I stopped in a few other stores and saw much of the same. It put the typical US retail clothing industry in a harsh light. I'd rather wait for sales at the "proper" shops, or go to places like Lands End.

What's your approach to having a trad wardrobe at less than full retail?


----------



## Ubryaj (Feb 5, 2012)

I live close to the Grove City Outlets... I usually never go to them because I've read about companies producing inferior products just for the outlets. I've gone a couple times recently with friends and haven't really found much to buy. Maybe I'm just more critical and expect really, really deep discounts if I'm going to buy something there. I looked at the BB store and also just found 346 stuff. I had hoped to find at least some stuff from the mainline. I might stop by there to see if the Polo store has pocket squares which I'm in need of. I'm sure if there were stores like Saks Off Fifth or Nordstrom Rack at this outlet I'd have some more luck.


----------



## Monocle (Oct 24, 2012)

You lost me at "mall"...:smile:

I prefer thrifting mostly. A sale here and there at retail for specific things. But the fact is, people are dumping very nice trad clothing by the tons at the local charities and thrifts, much of which is new with tags, or barely worn. If you don't mind vintage or gently pre-owned, then that is a whole other world which offers it's own reward for patience and a certain level of resolve. Even here in the forums I see an excellent selection of items at GREAT prices. For the most part, with few exceptions I don't find much I'm really interested in at the Outlets here in Texas. Years ago I bought a suit or two at one of those buy 1 get 3 free outfits, but the quality was atrocious and they did not last very long. Aside, I can barely even look at a retail sticker on even "outlet" quality merchandise at BB or otherwise, without my wallet cringing.


----------



## MaxBuck (Apr 4, 2013)

There's not a lot of good stuff at the outlets, but I've gotten acceptable clothing with the Nautica, Polo, and New Balance labels at Jeffersonville, along of course with Allen Edmonds items. Don't care whether it's the same goods as standard retail so long as the quality is satisfactory for the price, and in those cases it has been.

The outlet mall west of Palm Springs (Desert Hills Outlets) has some excellent stores that carry such lines as Zegna, Oakley, and Lacoste whose goods generally appear consistent with those labels' offerings in other retail stores. Saks Off Fifth there also has non-diffusion goods in abundance. There's also a Barney's of New York outlet where prices appear consistently idiotic with those of the Mother Ship (and here I'm speaking primarily of "fashion" goods such as "high-end" denim jeans).
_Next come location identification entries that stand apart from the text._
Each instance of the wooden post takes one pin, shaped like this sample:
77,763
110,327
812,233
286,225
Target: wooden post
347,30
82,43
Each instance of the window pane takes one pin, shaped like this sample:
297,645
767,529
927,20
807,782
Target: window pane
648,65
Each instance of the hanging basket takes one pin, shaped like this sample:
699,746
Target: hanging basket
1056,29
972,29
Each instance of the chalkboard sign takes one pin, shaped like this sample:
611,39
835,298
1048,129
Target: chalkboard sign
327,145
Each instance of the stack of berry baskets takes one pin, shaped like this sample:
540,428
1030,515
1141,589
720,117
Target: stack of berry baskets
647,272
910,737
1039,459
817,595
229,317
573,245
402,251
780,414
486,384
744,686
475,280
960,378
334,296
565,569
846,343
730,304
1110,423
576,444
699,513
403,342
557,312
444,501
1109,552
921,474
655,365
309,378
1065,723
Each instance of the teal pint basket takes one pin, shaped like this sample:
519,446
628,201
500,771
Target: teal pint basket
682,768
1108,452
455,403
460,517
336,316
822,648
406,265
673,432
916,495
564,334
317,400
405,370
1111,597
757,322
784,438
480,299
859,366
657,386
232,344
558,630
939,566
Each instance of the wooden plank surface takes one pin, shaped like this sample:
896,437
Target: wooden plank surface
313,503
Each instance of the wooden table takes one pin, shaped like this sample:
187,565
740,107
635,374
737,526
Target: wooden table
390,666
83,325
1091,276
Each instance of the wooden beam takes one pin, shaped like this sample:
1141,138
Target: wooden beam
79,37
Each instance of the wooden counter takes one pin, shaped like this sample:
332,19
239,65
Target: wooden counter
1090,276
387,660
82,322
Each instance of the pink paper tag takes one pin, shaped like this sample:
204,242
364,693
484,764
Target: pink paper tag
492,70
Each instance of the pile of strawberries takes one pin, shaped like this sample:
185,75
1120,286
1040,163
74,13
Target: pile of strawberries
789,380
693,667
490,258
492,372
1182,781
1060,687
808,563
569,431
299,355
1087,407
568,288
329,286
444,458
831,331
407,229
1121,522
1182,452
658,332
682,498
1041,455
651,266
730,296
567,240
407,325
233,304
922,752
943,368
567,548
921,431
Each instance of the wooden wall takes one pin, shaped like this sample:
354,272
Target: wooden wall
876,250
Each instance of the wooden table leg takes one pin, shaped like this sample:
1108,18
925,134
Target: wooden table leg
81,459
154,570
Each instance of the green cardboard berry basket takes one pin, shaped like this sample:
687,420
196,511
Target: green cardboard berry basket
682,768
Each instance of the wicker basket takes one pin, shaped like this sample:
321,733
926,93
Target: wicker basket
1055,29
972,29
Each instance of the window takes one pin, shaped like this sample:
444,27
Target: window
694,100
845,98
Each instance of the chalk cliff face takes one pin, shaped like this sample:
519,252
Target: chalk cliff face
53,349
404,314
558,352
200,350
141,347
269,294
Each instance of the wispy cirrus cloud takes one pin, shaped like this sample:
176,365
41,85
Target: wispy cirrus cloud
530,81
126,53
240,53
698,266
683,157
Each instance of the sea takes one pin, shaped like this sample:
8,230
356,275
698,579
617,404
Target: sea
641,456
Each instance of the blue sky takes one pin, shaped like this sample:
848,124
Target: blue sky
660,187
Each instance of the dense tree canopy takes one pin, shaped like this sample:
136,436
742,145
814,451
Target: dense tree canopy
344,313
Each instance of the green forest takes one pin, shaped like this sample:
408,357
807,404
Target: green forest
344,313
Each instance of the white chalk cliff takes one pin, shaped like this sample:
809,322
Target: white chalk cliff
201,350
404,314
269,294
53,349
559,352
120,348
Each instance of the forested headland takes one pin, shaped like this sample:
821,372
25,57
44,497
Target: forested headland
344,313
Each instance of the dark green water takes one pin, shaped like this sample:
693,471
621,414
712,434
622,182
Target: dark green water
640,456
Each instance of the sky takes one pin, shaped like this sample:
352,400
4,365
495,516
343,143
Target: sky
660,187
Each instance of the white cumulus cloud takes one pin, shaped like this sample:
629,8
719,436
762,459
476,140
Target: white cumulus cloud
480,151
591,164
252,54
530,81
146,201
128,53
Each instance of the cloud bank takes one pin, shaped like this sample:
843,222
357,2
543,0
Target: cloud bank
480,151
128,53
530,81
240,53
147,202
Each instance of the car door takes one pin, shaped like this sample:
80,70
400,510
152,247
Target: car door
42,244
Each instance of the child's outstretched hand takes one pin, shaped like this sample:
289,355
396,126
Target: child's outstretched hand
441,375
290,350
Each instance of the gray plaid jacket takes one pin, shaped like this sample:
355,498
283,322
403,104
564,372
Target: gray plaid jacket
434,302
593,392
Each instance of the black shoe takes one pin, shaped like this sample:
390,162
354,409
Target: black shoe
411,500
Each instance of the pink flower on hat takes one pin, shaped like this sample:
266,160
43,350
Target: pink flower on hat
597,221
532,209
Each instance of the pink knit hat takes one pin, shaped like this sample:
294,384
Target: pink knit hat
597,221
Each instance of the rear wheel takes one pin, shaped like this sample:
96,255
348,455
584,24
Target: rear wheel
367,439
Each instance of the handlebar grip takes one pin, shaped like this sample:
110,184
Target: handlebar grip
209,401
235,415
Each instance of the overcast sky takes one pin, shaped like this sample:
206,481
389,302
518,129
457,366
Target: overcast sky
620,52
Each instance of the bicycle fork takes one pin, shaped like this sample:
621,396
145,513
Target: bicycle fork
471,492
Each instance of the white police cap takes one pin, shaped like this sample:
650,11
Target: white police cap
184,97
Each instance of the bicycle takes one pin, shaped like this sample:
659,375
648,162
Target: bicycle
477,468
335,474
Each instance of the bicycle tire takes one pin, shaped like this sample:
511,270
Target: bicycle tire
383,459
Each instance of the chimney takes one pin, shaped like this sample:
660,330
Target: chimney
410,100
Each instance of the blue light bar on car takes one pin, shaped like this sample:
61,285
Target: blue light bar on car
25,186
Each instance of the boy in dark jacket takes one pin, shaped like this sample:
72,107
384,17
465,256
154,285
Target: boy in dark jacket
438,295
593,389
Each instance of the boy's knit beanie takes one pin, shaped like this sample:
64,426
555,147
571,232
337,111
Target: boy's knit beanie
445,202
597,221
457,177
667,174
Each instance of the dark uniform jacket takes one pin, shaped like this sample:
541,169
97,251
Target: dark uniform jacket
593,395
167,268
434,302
As to creating a business-wear wardrobe, I sure wouldn't do it at an outlet mall except perhaps for the stores at Desert Hills.


----------



## CMDC (Jan 31, 2009)

There are a few things at BB Outlet that I'll buy--I've found no noticeable difference in the boxers and the bunch of socks I bought a few months ago have held out really well. I've had really good luck at the Lands End outlet near my parents house. I'll be hitting that after Xmas hopefully.


----------



## Patrick06790 (Apr 10, 2005)

The closest outlet mall to me is in Lee, Mass. and it's mostly a waste of time.

I once bought a pair of Weejuns that are identical to the ordinary one, which is to say a corrected grain, inexpensive beater shoe, for $40.

The Brooks Bros. outlet store is pretty bad. I picked up some chinos there once, they were okay. The odd tie, they had the skinny university ties at one point, three for $69 or something, 346 label but quite nice.

There's a Polo store, I don't think the chinos are any different, and I know a couple of guys around here who buy their ocbds there exclusively.


----------



## drlivingston (Jun 21, 2012)

We don't call them outlets anymore... somewhat of a negative connotation. We refer to them as factory stores so that we feel better about shopping there. The only factory stores that I will go to are Allen Edmonds and Polo Ralph Lauren (which are a nice 2 minute walk from each other). Polo pique shirts from PRL and whatever I can afford from AE.


----------



## Ubryaj (Feb 5, 2012)

Has anyone seen leather gloves at their BB Outlet? I thought I read that the 346 gloves were pretty good... I didn't see them last time I was there. Might be better to buy BB mainline gloves at the after Christmas sale?


----------



## AshScache (Feb 4, 2013)

I don't think there's anything wrong with basic 346 ties for someone starting out. I hate spending a lot on ties given my inability to keep food off them......


----------



## firedancer (Jan 11, 2011)

Ubryaj said:


> Has anyone seen leather gloves at their BB Outlet? I thought I read that the 346 gloves were pretty good... I didn't see them last time I was there. Might be better to buy BB mainline gloves at the after Christmas sale?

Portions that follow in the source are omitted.